Dal dibattimento è, invece emerso, che la donna fosse stata più volte sorpresa ad utilizzare il pc aziendale per fini estranei allo svolgimento della prestazione lavorativa. Nello specifico è stato dimostrato dal datore di lavoro, che la ricorrente accedeva frequentemente a social network, giochi, musica ed altre attività che erano del tutto estranee alle mansioni che le erano state attribuite.
Di conseguenza il datore di lavoro ha predisposto il licenziamento della dipendente per le ragioni poc’anzi esposte. Quest’ultima, però, contestando quanto affermato dal datore di lavoro, ha disposto il ricorso per ottenere:
l’annullamento del licenziamento poiché ritenuto ritorsivo o discriminatorio;
la condanna del datore di lavoro alla reintegrazione della stessa al proprio posto di lavoro;
la condanna del datore di lavoro al pagamento di una indennità commisurata alla retribuzione globale di fatto non inferiore a 12 mensilità, ecc;
Il datore di lavoro, quindi, si costituiva in giudizio contestando quanto affermato dagli avversari e chiedeva, di conseguenza il rigetto del ricorso.

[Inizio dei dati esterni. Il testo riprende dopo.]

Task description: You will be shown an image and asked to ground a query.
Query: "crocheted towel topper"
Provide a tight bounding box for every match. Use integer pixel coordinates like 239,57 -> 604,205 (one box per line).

Fatta questa premessa di carattere generale, necessaria ad introdurre il caso, è opportuno ricordare che il licenziamento per ritorsione [2] rappresenta una reazione ingiusta ed arbitraria del datore di lavoro ad un comportamento legittimo del lavoratore. Per queste ragioni, essendoci un legame diretto tra il comportamento del lavoratore e la decisione del datore di lavoro, la conseguenza principale è la “nullità del licenziamento”; la ritorsione dev’essere, quindi, il motivo posto alla base del licenziamento. L’unico adempimento a cui il lavoratore è chiamato è la prova di quanto detto sinora [3].
Nel caso di specie gli elementi acquisiti hanno effettivamente evidenziato come la condotta contestata sia stata effettivamente tenuta dalla ricorrente.
La ricorrente, infatti, non ha mai negato quanto le veniva contestato, ossia i numerosi accessi in circa 18 mesi, ai vari social network, giochi musica ed attività del tutto estranee allo svolgimento dell’attività lavorativa che la stessa doveva svolgere.
Gli accessi ad internet sono stati confermati dalla documentazione prodotta dal datore di lavoro; per cui la condotta posta in essere dalla ricorrente integra una violazione della diligenza e buona fede nell’espletamento della prestazione lavorativa dal parte della lavoratrice. Pertanto la condotta non può considerarsi come legittima.
La conseguenza di quanto affermato sinora e di quanto emerso dal quadro probatorio è che chiaramente si possa escludere come la volontà del datore di lavoro di porre fine al rapporto lavorativo sia la conseguenza delle presentazione della domanda dei permessi “104”.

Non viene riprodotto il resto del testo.